Kitahashi Toshihiro, Furuta Itaru
Department of Laboratory Medicine, Kinki University School of Medicine, 377-2 Ohno-higashi, Osakasayama, Osaka, Japan.
J Pharm Biomed Anal. 2002 Nov 7;30(4):1411-6. doi: 10.1016/s0731-7085(02)00475-2.
A precise method for determining linezolid concentration in human serum by micellar electrokinetic capillary chromatography has been developed and validated. Serum was deproteinized with acetonitrile and etofylline was used as an internal standard. A borate buffer (pH 10.0; 25 mM) containing sodium dodecyl sulfate (80 mM) was used as a running buffer. Detection was performed at UV253 nm by applying 25 kV voltage to a fused-silica capillary tube. Migration time of linezolid was approximately 14 min. Good linearity (0-100 mg/l) was obtained and the limit of detection was 0.5 mg/l (S/N=3). This technique covered the clinical concentration (4 mg/l) measurement of this drug enough. The intra- and inter-day reproducibility was good. Serum recovery was 95-102%. No interference from other anti-microbial agents was observed. Linezolid after serum deproteinization showed high stability. This method was easy to operate as well as economical as a method for determining linezolid in serum.
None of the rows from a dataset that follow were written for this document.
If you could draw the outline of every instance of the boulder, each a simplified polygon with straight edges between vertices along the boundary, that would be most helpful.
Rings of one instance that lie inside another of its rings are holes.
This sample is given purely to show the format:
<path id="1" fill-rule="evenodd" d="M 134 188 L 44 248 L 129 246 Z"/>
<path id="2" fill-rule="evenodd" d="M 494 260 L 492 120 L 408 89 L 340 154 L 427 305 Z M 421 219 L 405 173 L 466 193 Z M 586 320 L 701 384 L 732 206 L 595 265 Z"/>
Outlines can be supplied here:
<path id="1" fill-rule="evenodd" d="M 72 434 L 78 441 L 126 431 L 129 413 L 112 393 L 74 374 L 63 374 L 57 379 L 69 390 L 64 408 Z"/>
已开发并验证了一种通过胶束电动毛细管色谱法测定人血清中利奈唑胺浓度的精确方法。血清用乙腈进行脱蛋白处理,并使用依托菲林作为内标。含有十二烷基硫酸钠(80 mM)的硼酸盐缓冲液(pH 10.0;25 mM)用作运行缓冲液。通过向熔融石英毛细管施加25 kV电压在UV253 nm处进行检测。利奈唑胺的迁移时间约为14分钟。获得了良好的线性(0 - 100 mg/l),检测限为0.5 mg/l(S/N = 3)。该技术足以涵盖该药物的临床浓度(4 mg/l)测量。日内和日间重现性良好。血清回收率为95 - 102%。未观察到其他抗菌剂的干扰。血清脱蛋白后的利奈唑胺显示出高稳定性。作为一种测定血清中利奈唑胺的方法,该方法操作简便且经济。